More than 24 hours after Donald’s Trump campaign shakeup, or “expansion,” as his spokespeople are calling it, questions remain about what happens next in Trump’s strategy and what role is left for the campaign chairman, Paul Manafort. A new report by Huffington Post global editorial director and MSNBC analyst Howard Fineman suggests that, going forward, Manafort will have little to no influence on the direction of Team Trump. Fineman spoke to Yahoo News Guest Host Paul Beban about that report and the future of the Trump campaign on “Yahoo News Now.”
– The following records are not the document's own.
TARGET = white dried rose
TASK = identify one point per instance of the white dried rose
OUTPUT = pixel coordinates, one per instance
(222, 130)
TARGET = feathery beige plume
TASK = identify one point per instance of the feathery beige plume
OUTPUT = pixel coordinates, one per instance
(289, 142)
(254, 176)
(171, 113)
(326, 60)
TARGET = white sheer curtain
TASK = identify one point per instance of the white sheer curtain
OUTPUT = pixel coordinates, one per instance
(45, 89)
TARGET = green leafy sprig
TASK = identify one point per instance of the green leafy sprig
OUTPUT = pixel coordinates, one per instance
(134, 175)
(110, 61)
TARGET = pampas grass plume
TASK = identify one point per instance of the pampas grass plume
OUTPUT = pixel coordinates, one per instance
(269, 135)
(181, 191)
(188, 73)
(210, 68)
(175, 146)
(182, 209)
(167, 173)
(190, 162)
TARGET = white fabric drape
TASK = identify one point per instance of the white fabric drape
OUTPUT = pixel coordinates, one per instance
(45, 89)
So what will Manafort’s role be now that Trump has brought on Stephen Bannon as chief executive of the presidential campaign and promoted Kellyanne Conway to campaign manager? According to Fineman, “His role, to the extent he really has anything substantive to do, is primarily going to be to be the ambassador to what’s left of the Republican establishment that has any willingness to accept Donald Trump and work with Donald Trump.”
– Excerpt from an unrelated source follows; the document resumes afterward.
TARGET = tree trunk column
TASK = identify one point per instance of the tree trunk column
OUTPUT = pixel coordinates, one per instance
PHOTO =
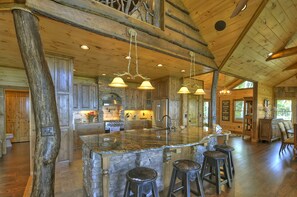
(48, 132)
Manafort’s business dealings overseas have also been the subject of a number of headlines over the last few weeks, particularly in Ukraine. What did Trump know about Manafort before bringing him onto the campaign? Fineman said, “In a way, Donald Trump and Paul Manafort had been fishing in the same waters for money for quite some time: Donald Trump for loans and business opportunities in post-Soviet Russia; Paul Manafort for political consulting opportunities in the Eastern Block, including in Ukraine.” Fineman continued, “Did Donald Trump do some kind of careful, deep due diligence on exactly who Manafort was working with over there? I seriously doubt it.”

Fineman told Beban that since Manafort was brought onto the campaign in March, his approach has not lived up to expectations: “When he was brought in in the spring, it was thought that that meant Donald Trump’s campaign would turn into a normal, recognizable right-of-center Republican campaign.” He continued, “That hasn’t happened, obviously, and one reason it hasn’t happened is that I think Paul Manafort overestimated his ability to change Donald Trump and Donald Trump didn’t like a lot of the advice, especially in the last few weeks, he was getting from Paul Manafort.”
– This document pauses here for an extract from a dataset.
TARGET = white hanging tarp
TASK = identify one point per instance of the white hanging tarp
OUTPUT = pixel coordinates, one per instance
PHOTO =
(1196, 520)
One incident that epitomized Manafort’s inability to change Trump was when the Republican candidate posted a picture of himself on Twitter eating a taco bowl on the Cinco de Mayo [May 5] holiday. According to Fineman, here’s how that incident played out: “One of the members of the family said ‘Hey, let’s tweet out a picture of you eating a taco bowl on Cinco de Mayo. Everybody will love that.’ Well, as I understand it from sources who know about this incident, Paul Manafort politely said, ‘You know, maybe that isn’t a great idea, it might come off as condescending, or a little crude appeal that could backfire, maybe you shouldn’t do that.’” Fineman continued, “He said it politely, but he was the campaign chairman so maybe somebody would listen. Well, nobody listened, and the tweet was sent out and became famous.”

Fineman joked to Beban, “If Steve Bannon [Trump’s new campaign executive] had been in the room during [the taco bowl] incident, Trump would have been wearing a sombrero at the same time.”

What does that say about the future under Bannon? Fineman said, Breitbart “has been very popular, as others have said, it’s sort of the beating heart or the mind at the core of the base of Trump’s thinking. And you are going to see more of that.”

Finally, Fineman told Beban about the role of Trump’s new campaign manager, Kellyanne Conway, in the new campaign structure: “She’s going to be at Donald Trump’s side all the time on the airplane, which is going to give her enormous authority.” Fineman continued, “She’s a very hardcore conservative, though, and I don’t think [she’s] going to push him in the direction of establishment thinking in the Republican Party on immigration or Muslims or any of that.”